Reviewed by Katherine Williams for Readers' Favorite
Blues Harp Green is a young adult novel by Nicole Schubert. The novel’s protagonist, Francie Millis - aka FM - is a 16-year-old girl who lives in LA. Francie’s dream is to become the ultimate tennis player. She tries so hard to focus on tennis and only tennis to distract herself from her father’s drunken ways. One day, Francie injures her knee and her tennis dreams suddenly fly out the window. She seems to lose herself until she finally meets Chet Jones, a charming yet quirky lead singer who makes her happy, just like tennis did. Chet and Francie discover that they have an amazing connection, although this connection can only keep Francie distracted for so long. No matter what she does, Francie learns that things such as a sport or a blossoming relationship ultimately cannot distract her from real life and how she is feeling. Even though that might not always feel right to her, the point is that she does not always have to have her whole life figured out and, honestly, that is okay.

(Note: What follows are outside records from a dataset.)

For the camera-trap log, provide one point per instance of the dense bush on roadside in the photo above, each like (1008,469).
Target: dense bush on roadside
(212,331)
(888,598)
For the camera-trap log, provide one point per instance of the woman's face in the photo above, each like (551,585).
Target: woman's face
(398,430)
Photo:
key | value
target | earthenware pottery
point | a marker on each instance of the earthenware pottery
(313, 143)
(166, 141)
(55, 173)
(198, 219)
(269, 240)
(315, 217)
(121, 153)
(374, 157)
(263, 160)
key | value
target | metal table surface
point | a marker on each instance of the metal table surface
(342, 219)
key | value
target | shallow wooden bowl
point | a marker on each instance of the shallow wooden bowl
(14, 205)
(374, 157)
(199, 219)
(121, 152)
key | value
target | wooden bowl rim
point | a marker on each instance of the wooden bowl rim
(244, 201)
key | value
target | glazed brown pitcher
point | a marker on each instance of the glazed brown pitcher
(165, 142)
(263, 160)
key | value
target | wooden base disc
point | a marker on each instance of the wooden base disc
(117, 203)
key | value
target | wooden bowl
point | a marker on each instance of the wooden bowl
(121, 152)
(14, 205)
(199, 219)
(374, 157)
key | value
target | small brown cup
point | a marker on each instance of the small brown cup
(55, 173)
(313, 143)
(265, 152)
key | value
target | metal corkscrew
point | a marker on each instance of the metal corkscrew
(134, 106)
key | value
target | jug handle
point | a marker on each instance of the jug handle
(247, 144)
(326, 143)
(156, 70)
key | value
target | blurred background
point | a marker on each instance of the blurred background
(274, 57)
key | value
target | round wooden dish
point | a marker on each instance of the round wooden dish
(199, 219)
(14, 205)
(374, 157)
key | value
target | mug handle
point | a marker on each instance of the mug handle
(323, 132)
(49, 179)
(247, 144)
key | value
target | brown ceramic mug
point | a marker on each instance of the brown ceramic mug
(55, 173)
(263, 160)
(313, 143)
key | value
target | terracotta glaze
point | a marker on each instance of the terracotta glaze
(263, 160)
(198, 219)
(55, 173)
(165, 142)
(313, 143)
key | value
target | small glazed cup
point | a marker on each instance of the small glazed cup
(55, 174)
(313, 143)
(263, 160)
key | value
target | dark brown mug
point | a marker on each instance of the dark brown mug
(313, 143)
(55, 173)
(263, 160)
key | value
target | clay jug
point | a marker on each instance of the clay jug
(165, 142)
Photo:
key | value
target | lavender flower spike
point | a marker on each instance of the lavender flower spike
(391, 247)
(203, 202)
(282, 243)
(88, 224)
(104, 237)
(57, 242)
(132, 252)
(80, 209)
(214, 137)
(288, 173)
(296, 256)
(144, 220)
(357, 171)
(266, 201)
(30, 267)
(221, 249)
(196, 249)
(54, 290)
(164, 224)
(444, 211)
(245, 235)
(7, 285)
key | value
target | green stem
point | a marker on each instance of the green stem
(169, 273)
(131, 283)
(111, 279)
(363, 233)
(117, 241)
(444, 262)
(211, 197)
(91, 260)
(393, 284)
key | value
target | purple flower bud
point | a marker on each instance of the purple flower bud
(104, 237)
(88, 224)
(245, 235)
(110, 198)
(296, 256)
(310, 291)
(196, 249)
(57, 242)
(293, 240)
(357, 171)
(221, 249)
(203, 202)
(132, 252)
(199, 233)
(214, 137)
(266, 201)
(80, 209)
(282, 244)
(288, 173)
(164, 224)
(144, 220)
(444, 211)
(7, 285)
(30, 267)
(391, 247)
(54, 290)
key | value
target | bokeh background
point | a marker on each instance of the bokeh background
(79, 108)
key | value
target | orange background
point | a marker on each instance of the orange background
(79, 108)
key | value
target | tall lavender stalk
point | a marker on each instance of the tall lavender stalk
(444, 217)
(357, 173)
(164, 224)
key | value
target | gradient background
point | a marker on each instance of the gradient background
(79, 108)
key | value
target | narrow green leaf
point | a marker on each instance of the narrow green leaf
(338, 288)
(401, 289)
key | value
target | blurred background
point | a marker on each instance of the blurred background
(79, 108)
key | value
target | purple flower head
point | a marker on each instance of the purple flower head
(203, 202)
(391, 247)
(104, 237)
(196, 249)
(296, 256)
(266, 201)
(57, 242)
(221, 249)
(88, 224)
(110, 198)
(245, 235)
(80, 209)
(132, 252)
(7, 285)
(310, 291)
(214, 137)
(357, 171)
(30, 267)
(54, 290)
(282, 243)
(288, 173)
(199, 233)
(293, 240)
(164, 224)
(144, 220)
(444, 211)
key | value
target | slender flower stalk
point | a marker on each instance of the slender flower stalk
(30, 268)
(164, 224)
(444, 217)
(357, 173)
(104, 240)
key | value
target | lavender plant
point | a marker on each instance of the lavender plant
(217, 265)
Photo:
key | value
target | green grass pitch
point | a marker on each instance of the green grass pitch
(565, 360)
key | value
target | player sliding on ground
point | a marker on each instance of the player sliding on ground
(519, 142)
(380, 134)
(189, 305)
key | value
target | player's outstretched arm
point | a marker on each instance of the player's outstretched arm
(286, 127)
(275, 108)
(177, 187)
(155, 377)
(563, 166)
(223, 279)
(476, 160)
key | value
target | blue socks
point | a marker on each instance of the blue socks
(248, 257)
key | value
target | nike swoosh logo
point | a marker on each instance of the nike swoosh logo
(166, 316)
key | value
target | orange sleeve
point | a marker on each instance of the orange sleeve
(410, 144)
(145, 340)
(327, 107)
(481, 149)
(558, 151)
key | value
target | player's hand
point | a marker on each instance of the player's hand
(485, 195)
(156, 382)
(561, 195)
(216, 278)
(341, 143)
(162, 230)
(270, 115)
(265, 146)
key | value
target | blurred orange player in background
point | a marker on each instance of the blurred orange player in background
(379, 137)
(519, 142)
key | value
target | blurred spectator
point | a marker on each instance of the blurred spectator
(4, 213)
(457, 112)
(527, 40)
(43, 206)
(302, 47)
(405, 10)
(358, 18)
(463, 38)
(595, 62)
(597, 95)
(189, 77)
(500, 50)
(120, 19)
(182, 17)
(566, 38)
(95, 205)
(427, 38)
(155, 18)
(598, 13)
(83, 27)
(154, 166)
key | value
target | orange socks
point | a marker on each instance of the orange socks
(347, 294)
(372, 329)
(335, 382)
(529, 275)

Blues Harp Green is a refreshing young adult novel that will make you feel like a teenager again. Francie Millis is a fun, fresh voice that you will grow to love by the end of the novel. Through the classic young adult exploration of sexuality, alcoholism and even sports, Francie guides you through her life in a way that keeps you on your toes. You will want to give her advice, hug her, and even shake her throughout the novel, and I applaud the fact that the main character is so relatable. I also really enjoyed the fact that Francie was so focused on tennis. I believe the sports aspect is what sets this book apart as she not only deals with her family problems, but she also deals with her tennis problems. The other characters are also fun and well written; Chet and Francie have an undeniable chemistry that will set your heart on fire.
Nicole Schubert's writing is admirable as she does a very good job of creating the novel’s young adult tone. The pacing is quick but in a good way that makes you want to read the book in one sitting. She does a very good job of pulling the many emotions that teenagers go through into her narrative, noting not only the sad and confused moments, but also the happy and proud moments. The writing in this book does a very good job of sucking you in and keeping you focused on these characters’ lives, as well as making you feel attached to them and their stories. I suggest this to book to any teen or adult who is looking for a book about self exploration and discovering who you are. This book teaches you that even though it may seem like life is tough right now, no matter what happens, you will be able to get through it.